I can't really understand the reasoning behind that. What are you trying to achieve, why do you want to restrict handing out ULA-C to only a specific (small) subset of folks out there?
I don't want to give ULA-C to people who have an incentive to abuse it as PI.
Don't forget that address space is only useful if it's (almost) universally accepted. This is almost certainly not going to be the case for any type of ULA. Apart from that, I would argue that if you want to make sure that ULAs can't be used as PI, it's beneficial to make sure that there are as many of those block out there as possible, so that the prospect of carrying even a subset of those becomes inpractical. And in my opinion, there is no reason to involve the RIRs in giving out ULA-c space, as there are no requirements that must be checked. Just make sure the price is high enough that people aren't going to use up excessively large amounts and any domain registry/registrar should be able to give those out.
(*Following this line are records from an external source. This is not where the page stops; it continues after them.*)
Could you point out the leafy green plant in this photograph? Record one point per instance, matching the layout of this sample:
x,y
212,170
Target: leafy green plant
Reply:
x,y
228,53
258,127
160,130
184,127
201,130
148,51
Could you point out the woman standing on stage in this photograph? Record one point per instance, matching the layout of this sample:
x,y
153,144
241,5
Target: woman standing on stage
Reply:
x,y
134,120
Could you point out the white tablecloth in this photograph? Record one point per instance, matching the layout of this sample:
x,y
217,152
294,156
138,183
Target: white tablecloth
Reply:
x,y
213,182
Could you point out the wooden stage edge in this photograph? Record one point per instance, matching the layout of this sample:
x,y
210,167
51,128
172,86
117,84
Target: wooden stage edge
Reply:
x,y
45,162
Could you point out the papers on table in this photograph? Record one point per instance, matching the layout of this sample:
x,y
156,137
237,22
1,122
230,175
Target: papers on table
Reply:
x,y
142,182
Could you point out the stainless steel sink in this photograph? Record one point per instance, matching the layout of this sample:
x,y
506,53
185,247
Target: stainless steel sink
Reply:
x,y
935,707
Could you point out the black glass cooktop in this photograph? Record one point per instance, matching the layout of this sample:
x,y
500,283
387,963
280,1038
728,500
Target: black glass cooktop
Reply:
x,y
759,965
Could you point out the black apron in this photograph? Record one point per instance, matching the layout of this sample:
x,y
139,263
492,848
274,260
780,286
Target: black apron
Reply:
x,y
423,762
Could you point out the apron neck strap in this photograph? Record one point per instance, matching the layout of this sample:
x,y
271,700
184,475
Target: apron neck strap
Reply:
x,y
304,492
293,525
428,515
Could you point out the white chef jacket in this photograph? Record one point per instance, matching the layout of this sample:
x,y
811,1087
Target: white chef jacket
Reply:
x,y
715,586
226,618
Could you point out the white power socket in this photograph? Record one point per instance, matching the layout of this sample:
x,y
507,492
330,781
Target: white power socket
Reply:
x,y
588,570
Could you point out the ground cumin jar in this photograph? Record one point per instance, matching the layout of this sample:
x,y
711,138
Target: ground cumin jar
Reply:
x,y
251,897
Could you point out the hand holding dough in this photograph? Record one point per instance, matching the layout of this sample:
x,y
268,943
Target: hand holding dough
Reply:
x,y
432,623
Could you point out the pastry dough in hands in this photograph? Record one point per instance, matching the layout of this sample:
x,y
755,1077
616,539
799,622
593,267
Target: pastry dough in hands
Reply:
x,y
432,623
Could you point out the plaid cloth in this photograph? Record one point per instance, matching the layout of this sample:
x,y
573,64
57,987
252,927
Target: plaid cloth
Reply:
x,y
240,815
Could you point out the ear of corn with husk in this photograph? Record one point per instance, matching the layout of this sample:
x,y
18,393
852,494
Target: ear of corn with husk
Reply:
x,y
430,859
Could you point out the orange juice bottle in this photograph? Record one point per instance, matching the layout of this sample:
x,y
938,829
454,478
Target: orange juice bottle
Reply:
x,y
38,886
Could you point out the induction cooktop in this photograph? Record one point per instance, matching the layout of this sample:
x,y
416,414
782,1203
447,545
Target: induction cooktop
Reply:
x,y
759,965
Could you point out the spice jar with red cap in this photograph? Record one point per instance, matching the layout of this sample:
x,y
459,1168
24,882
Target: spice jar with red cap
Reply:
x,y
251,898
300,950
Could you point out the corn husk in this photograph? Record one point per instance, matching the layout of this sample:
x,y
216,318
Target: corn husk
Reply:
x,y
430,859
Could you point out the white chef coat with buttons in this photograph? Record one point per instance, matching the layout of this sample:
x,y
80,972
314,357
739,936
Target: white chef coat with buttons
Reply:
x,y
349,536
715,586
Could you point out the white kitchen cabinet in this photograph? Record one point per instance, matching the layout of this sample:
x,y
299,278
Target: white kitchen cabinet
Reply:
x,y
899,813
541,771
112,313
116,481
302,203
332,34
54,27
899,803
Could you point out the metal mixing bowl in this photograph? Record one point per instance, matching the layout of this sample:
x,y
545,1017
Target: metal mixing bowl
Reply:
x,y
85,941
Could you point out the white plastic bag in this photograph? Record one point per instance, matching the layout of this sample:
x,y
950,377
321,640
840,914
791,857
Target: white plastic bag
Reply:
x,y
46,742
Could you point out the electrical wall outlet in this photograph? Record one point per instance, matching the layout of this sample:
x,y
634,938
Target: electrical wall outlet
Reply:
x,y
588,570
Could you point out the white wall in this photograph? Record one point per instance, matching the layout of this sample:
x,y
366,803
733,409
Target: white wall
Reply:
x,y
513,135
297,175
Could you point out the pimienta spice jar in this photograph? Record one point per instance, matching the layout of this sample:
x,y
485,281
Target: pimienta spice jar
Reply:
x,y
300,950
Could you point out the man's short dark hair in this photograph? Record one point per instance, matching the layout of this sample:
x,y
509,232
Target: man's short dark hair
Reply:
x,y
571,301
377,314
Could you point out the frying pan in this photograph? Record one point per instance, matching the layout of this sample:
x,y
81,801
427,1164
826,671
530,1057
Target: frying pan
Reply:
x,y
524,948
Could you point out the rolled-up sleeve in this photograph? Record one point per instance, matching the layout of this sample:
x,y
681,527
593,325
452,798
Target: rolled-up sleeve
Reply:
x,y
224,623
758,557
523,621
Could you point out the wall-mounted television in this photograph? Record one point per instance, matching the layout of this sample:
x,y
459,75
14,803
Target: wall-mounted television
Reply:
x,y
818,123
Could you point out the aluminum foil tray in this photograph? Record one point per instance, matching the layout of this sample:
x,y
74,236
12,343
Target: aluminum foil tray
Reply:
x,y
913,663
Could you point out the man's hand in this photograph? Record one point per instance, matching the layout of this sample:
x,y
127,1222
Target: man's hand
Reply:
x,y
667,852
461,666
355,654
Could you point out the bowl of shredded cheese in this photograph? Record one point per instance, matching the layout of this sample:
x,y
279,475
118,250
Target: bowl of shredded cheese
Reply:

Something like 5 euros per year should make sure people won't register millions of them without creating a barrier for those who need ULA space and prefer the centrally assigned kind.
ULA-C becomes PI the moment folks will accept it in their routing table (and if that is a serious risk, ULA-L could as easily become PI the same way). But why should routing folks do that?
Hopefully routing folks won't, but, in my experience, $$$ can lead routing folks to ignore what should or shouldn't be done from an internet context and, instead, focus on what makes money.
If you can get 5% of the internet population to boycott routable ULAs that makes them unusable as such so this won't be a problem.